Performance Monitoring for GCP, IBM, Kubernetes & Azure SQL Quest advanced features of Foglight
With now presented Foglight products Quest Software wants to eat the Performance Monitoring for Hybrid environments verb. Evolve 9.3 supports GCP, as well as Workload and cost management for Kubernetes; the Performance Investigator provides an analysis Toolset for Azure SQL Single Database and Elastic Pools.
The Cost-Director of Foglight Evolve takes into account the GCP and help to identify cost hybrid environments better than before, to manage and predict.
Quest Software (Quest) extends the functionality of Foglight Evolve and Foglight Performance Investigator. Users of hybrid infrastructures should go databases, as well as the consumption of resources so deep than in the past to analyze and, as a result determine which Workloads can migrate to the Cloud.
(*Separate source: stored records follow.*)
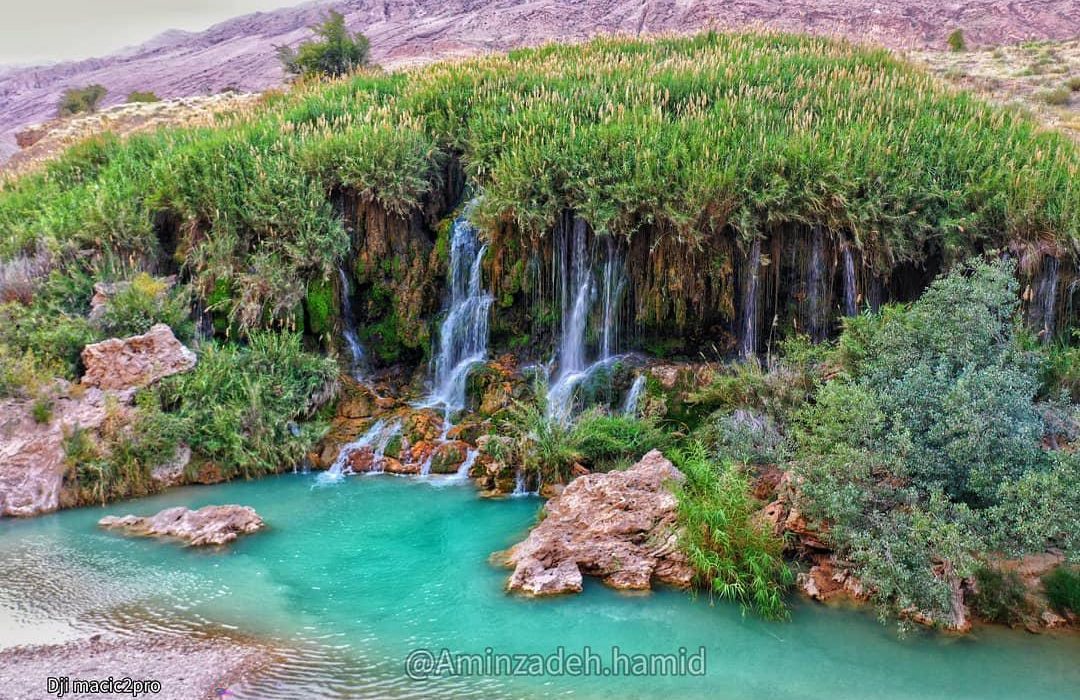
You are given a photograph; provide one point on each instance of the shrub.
(144, 303)
(1063, 589)
(320, 306)
(744, 436)
(78, 101)
(956, 42)
(1000, 597)
(143, 97)
(334, 53)
(54, 339)
(927, 449)
(549, 447)
(733, 553)
(241, 404)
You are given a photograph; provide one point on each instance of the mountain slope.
(239, 53)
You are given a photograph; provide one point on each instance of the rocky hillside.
(239, 53)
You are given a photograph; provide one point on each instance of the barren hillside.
(239, 53)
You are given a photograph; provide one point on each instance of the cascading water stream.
(850, 285)
(815, 287)
(747, 325)
(634, 396)
(577, 276)
(462, 341)
(376, 438)
(1047, 298)
(356, 354)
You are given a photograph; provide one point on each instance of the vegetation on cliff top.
(693, 136)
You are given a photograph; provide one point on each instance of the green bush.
(927, 448)
(53, 339)
(733, 553)
(550, 447)
(77, 101)
(242, 406)
(334, 53)
(1000, 597)
(320, 306)
(144, 303)
(1063, 589)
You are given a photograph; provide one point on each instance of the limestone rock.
(32, 458)
(136, 361)
(208, 525)
(620, 526)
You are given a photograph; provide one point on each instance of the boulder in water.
(136, 361)
(208, 525)
(620, 526)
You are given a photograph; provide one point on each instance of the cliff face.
(239, 53)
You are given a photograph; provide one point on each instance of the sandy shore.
(188, 668)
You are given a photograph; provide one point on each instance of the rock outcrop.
(208, 525)
(620, 526)
(32, 458)
(136, 361)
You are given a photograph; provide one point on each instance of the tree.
(334, 53)
(77, 101)
(139, 96)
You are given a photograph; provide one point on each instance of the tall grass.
(693, 136)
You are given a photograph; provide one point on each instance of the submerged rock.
(136, 361)
(208, 525)
(620, 526)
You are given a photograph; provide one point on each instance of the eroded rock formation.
(136, 361)
(32, 458)
(620, 526)
(208, 525)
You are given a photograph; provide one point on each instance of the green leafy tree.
(77, 101)
(927, 449)
(335, 52)
(139, 96)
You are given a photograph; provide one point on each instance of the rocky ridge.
(239, 54)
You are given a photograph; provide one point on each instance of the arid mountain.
(239, 53)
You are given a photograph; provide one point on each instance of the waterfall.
(615, 282)
(577, 296)
(467, 465)
(633, 396)
(850, 286)
(747, 325)
(377, 438)
(521, 487)
(349, 327)
(1047, 298)
(462, 340)
(815, 284)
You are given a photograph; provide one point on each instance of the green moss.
(1063, 589)
(443, 231)
(319, 304)
(385, 339)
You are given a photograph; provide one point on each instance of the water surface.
(350, 578)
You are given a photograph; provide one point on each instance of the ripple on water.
(348, 579)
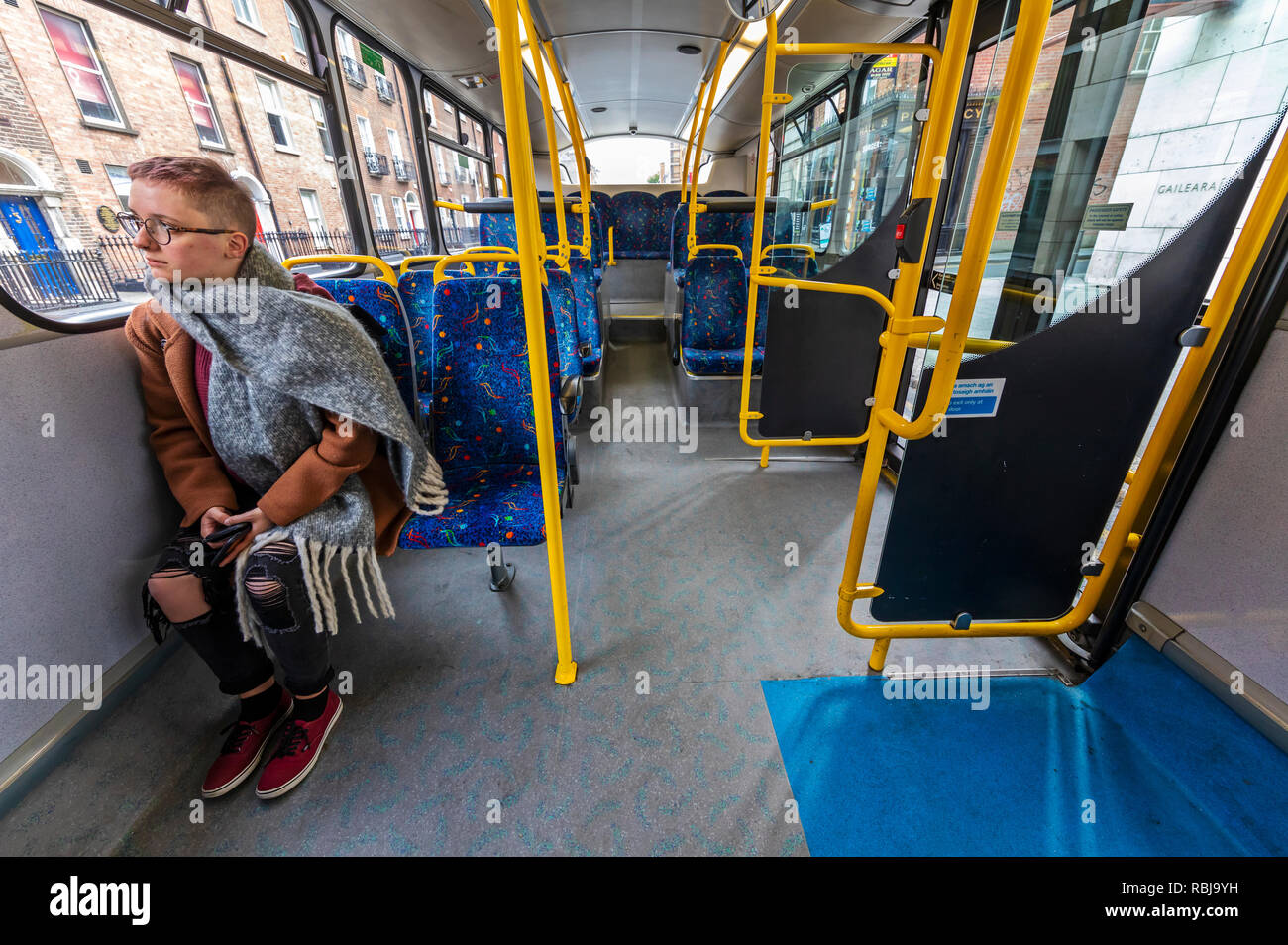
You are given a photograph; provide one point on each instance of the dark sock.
(257, 707)
(309, 709)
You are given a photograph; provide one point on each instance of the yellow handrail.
(944, 88)
(386, 273)
(539, 54)
(698, 248)
(688, 147)
(528, 227)
(429, 258)
(805, 248)
(1017, 86)
(1122, 535)
(702, 140)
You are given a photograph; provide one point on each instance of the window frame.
(256, 24)
(123, 123)
(286, 124)
(209, 103)
(296, 29)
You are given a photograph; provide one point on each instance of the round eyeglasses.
(159, 230)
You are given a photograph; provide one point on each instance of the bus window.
(1181, 101)
(89, 108)
(458, 150)
(380, 116)
(811, 154)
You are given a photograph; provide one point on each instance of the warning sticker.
(975, 398)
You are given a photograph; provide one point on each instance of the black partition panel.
(992, 518)
(820, 357)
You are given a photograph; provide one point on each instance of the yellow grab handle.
(386, 273)
(694, 250)
(408, 261)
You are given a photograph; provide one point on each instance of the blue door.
(38, 248)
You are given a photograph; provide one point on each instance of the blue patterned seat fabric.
(381, 303)
(715, 316)
(563, 304)
(638, 228)
(588, 313)
(604, 204)
(481, 404)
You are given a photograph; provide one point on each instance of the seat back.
(481, 390)
(638, 232)
(588, 312)
(715, 303)
(559, 288)
(395, 340)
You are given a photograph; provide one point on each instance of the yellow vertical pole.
(702, 141)
(578, 149)
(527, 223)
(758, 235)
(552, 132)
(688, 146)
(1017, 85)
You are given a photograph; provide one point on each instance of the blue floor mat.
(1170, 770)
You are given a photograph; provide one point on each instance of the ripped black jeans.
(274, 583)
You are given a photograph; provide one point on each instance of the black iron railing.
(353, 72)
(377, 165)
(51, 279)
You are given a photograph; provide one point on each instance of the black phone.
(230, 536)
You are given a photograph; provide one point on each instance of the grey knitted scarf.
(281, 358)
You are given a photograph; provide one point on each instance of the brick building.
(86, 91)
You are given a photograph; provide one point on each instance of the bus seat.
(589, 334)
(565, 306)
(636, 232)
(480, 400)
(604, 202)
(395, 343)
(715, 316)
(668, 201)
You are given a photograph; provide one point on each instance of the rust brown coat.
(180, 441)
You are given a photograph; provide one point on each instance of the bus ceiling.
(630, 65)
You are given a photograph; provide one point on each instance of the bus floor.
(455, 739)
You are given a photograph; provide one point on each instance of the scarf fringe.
(316, 559)
(429, 496)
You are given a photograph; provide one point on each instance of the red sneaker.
(243, 750)
(297, 752)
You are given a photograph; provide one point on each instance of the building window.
(378, 207)
(120, 183)
(320, 117)
(194, 89)
(275, 112)
(75, 50)
(246, 13)
(296, 31)
(1144, 56)
(313, 214)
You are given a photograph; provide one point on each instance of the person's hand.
(259, 523)
(213, 519)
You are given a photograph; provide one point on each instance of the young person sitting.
(270, 409)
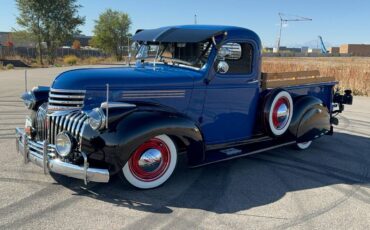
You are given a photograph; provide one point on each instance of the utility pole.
(284, 19)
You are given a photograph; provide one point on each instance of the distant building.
(84, 40)
(285, 49)
(334, 50)
(6, 37)
(355, 49)
(304, 49)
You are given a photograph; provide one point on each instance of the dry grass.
(352, 73)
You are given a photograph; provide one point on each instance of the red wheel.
(152, 163)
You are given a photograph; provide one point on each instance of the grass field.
(351, 72)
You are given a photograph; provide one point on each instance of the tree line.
(49, 24)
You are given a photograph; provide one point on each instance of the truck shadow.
(247, 182)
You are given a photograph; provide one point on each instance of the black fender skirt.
(311, 119)
(115, 145)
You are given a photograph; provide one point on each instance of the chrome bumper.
(41, 154)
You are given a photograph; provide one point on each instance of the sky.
(337, 21)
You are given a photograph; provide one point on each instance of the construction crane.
(284, 19)
(323, 48)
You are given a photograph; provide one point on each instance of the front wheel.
(152, 163)
(304, 145)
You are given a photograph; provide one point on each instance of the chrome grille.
(40, 122)
(62, 99)
(72, 123)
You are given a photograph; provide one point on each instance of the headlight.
(63, 144)
(96, 118)
(29, 100)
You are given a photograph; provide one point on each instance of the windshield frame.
(142, 55)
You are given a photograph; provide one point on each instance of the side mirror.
(135, 46)
(222, 67)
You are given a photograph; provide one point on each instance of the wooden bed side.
(274, 80)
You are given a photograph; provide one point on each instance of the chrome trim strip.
(117, 105)
(66, 96)
(54, 108)
(153, 96)
(65, 102)
(154, 91)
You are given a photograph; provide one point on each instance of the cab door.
(231, 100)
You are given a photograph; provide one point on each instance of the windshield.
(192, 55)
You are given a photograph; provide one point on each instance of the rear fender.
(311, 119)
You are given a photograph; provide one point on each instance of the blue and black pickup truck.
(194, 90)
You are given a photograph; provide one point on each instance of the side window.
(240, 58)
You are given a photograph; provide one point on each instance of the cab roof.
(192, 33)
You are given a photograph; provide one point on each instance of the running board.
(215, 156)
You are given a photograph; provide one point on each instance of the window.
(240, 58)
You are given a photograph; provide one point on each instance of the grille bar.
(73, 123)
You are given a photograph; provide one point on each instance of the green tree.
(111, 32)
(49, 21)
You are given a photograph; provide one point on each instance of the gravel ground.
(324, 187)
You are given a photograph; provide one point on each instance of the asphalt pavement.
(324, 187)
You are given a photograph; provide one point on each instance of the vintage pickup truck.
(194, 90)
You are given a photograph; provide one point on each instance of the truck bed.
(275, 80)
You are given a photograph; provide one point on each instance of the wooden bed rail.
(274, 80)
According to the manufacturer, Foglight Evolve 9.3 now fully supports the Google Cloud Platform (GCP). This includes performance Monitoring, and Cost Management. In addition, the manufacturer refers to a comprehensive and easy-to-use Workload and cost management Tool for Kubernetes environments. In order to take account of the growing use of Infrastructure as Code (IaC) account.
Automated Zombie hunting
It also offers a new Migration Assessment Tool for the IBM Cloud, as well as various automation capabilities. By Policy-Based Automation, organizations, virtual machines (VM) to start on Amazon Web Services (AWS) or Microsoft Azure in a time-controlled or can stop. The Cloud Optimizier Automation to set meanwhile VM Resizing and take care of potentially forgotten VMs, causing unnecessary costs (Zombie VMs)
Foglight for Databases
For now generally available Foglight for Databases 220.127.116.11 a new Performance Investigator (PI) for Azure SQL DB belongs to. Thus, the analysis Toolset for database professionals deliver far-reaching insights into the Performance of complex databases. The help, Workload data to break down and get a clear view of any potential Performance bottlenecks.
Users could compare in addition to actual Workloads with automated Foglight Baseline area; a Machine Learning (ML) based on the forecast of the Database load.